A macrophyte is an aquatic plant that grows in or near water and is either emergent, submergent, or floating. In lakes macrophytes provide cover for fish and substrate for aquatic invertebrates, produce oxygen, and act as food for some fish and wildlife.
A decline in a macrophyte population may indicate water quality problems. Such problems may be the result of excessive turbidity, herbicides, or salinization. Conversely, overly high nutrient levels may create an overabundance of macrophytes, which may in turn interfere with lake processing.
Macrophyte levels are easy to sample, do not require laboratory analysis, and are easily used for calculating simple abundance metrics.

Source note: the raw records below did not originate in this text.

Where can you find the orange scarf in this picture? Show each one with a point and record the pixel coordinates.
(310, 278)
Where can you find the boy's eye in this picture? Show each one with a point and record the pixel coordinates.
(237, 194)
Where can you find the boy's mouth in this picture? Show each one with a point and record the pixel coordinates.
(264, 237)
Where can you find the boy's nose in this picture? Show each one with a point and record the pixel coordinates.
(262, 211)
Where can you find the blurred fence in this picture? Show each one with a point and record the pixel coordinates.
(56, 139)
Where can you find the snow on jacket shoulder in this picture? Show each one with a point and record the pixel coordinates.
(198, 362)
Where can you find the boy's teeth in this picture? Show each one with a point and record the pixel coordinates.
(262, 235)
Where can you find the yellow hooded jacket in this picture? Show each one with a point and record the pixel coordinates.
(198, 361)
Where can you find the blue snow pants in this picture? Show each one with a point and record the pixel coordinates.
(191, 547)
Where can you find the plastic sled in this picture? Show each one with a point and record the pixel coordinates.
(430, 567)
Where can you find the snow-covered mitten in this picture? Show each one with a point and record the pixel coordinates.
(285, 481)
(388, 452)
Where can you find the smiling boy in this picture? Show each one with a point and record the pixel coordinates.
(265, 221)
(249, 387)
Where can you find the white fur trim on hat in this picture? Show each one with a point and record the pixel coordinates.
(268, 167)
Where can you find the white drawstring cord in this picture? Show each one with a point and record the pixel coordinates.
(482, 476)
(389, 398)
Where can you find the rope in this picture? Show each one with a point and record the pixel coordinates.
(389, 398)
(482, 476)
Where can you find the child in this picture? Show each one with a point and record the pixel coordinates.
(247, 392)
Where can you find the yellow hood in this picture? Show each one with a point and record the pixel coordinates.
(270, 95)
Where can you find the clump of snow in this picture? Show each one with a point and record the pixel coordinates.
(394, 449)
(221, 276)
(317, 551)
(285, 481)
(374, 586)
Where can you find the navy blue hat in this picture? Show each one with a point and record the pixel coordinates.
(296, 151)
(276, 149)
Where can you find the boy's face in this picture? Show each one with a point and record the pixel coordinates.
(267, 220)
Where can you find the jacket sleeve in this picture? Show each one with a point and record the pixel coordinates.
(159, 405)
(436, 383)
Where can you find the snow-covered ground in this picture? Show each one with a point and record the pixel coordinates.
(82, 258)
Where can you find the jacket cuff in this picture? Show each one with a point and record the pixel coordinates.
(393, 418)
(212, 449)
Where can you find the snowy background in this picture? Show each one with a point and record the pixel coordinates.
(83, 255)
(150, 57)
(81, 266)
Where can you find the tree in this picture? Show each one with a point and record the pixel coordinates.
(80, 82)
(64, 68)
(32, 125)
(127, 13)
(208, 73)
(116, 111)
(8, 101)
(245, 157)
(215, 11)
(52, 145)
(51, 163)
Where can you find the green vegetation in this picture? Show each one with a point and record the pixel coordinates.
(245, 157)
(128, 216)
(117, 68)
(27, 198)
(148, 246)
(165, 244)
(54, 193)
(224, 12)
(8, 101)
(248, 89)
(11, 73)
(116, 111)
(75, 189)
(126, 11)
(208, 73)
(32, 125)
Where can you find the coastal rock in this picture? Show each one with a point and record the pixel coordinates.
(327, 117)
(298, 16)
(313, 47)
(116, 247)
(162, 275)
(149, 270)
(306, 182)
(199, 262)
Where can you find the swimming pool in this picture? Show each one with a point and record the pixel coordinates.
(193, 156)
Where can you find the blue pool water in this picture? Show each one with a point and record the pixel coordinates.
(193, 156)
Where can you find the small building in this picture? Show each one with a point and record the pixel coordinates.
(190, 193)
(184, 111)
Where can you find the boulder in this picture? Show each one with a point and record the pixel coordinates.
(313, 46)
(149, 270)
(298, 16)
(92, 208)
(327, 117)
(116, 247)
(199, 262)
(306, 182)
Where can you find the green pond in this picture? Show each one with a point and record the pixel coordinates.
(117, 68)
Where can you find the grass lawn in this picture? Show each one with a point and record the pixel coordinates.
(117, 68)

In botany, a stoma (plural stomata) (occasionally called a stomate, plural stomates) (from Greek στόμα, "mouth") is a pore, found in the epidermis of leaves, stems and other organs that is used to control gas exchange. The pore is bordered by a pair of specialized [parenchyma] cells known as guard cells that are responsible for regulating the size of the opening. The term is also used collectively to refer to an entire stomatal complex, both the pore itself and its accompanying guard cells. Air containing carbon dioxide and oxygen enters the plant through these openings and is used in photosynthesis in the mesophyll cells (parenchyma cells with chloroplasts) and respiration, respectively. Oxygen produced as a by-product of photosynthesis diffuses out to the atmosphere through these same openings. Also, water vapor is released into the atmosphere through these pores in a process called transpiration.
Stomata are present in the sporophyte generation of all land plant groups except liverworts. Dicotyledons usually have more stomata on the lower epidermis than the upper epidermis. Monocotyledons, on the other hand, usually have the same number of stomata on the two epidermes. In plants with floating leaves, stomata may be found only on the upper epidermis; submerged leaves may lack stomata entirely.